Quand nous évoquons le processus de changement, très souvent nous mettons en avant les freins. Nous parlons de ce qui empêche, ce qui retient. Nous évoquons alors la peur de la nouveauté ou de l’inconnu, la peur de l’échec, la peur de la réussite, la peur du rejet, la peur de l’abandon, la peur de la perte de sécurité… En effet, nous recherchons toujours à ne pas réveiller ces blessures que nous tentons de camoufler, voire d’oublier. Ces blessures de rejet, d’abandon, d’humiliation, de trahison et d’injustice. 
Plutôt que de nous focaliser sur ce qui freine, je vous propose de regarder aujourd’hui ce qui motive. Qu’est ce qui nous invite à changer ? Quels sont les mécanismes derrière ce souhait d’aller ailleurs, de vivre autre chose, autrement ? Qu’est ce qui nous permet et nous soutient dans ces processus de changement ?

Survie : nous sauver

Prenons l’exemple d’une grenouille aquatique dans une mare. C’est l’été, la mare s’assèche. Elle ne lui offre plus un endroit propice à sa survie (nourriture insuffisante) et celle de son éventuelle progéniture. Elle va en partir. Elle identifie un inconfort, un danger, elle change d’endroit. 
Quand nous faisons état de notre inconfort, insécurité, impossibilité de croître, danger, nous sommes mus par une force de vie, une volonté de nous échapper pour notre survie. Nous changeons car nous voulons nous sauver.C’est ce qui se passe quand une personne va choisir de quitter une situation, un comportement néfaste pour elle. Quand je dis néfaste, j’évoque le côté morbide voire mortifère. 

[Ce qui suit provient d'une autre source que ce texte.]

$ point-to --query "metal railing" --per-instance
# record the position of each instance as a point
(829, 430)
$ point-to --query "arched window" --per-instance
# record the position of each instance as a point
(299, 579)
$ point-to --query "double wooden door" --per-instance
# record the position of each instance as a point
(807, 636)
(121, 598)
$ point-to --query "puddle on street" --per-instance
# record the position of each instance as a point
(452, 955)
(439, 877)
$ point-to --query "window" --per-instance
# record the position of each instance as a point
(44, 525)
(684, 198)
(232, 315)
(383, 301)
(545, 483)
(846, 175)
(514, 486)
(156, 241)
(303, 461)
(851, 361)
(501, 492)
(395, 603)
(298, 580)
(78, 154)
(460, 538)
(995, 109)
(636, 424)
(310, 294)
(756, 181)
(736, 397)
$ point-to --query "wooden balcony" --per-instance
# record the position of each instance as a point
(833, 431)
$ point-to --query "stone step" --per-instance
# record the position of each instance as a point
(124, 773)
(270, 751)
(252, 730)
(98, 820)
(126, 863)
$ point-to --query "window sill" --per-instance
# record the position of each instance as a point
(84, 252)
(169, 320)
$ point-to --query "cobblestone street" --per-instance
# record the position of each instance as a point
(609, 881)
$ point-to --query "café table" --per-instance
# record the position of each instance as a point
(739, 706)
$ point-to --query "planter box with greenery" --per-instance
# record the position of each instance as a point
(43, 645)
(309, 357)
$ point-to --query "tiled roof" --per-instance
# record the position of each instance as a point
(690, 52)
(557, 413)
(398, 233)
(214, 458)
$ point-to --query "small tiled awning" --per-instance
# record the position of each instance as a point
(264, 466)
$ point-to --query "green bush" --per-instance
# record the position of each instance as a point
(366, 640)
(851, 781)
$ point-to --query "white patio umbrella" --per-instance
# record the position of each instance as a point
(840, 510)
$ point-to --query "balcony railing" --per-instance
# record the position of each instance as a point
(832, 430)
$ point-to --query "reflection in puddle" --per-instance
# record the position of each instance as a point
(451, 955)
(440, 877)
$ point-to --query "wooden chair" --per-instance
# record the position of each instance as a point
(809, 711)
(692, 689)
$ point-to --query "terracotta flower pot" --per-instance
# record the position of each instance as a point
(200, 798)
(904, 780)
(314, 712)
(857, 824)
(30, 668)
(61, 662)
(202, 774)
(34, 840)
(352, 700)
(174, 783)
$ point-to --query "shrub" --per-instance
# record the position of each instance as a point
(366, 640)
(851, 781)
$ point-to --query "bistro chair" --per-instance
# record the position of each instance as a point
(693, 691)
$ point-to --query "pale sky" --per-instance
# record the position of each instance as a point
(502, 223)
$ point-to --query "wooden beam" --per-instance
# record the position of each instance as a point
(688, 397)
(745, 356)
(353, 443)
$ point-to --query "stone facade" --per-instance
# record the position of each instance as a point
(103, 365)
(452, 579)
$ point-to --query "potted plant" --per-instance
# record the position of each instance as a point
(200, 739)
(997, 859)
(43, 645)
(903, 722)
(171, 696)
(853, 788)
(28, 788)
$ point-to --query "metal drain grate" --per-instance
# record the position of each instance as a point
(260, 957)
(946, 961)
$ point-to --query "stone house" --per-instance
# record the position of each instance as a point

Nous rencontrons ou vivons des situations qui peuvent engendrer des maladies, qui nous mettent à mal, jusqu’à potentiellement nous faire mourir.Je peux citer une relation avec un-e partenaire irrespectueux (dévalorisation, sur-contrôle, virulence, …), avec des addictions… La situation de l’épuisement professionnel est aussi morbide/mortifère. L’anxiété, la peur, la contrariété, la rage occasionnées par ces situations peuvent se traduire par des maux du corps : hypertension, brûlures d’estomac, troubles du sommeil, troubles de l’appétit, troubles de la libido … Parfois, nous développons des comportements qui vont abimer, user notre corps avec le temps jusqu’à l’irréparable. Certains découvrent la cigarette, l’alcool, le jeu, la nourriture… comme des moyens pour trouver la détente, l’échappatoire, le plaisir. Avec l’habitude cela devient des comportements compulsifs, addictifs qui à fortes doses nuisent à la santé physique et psychique. 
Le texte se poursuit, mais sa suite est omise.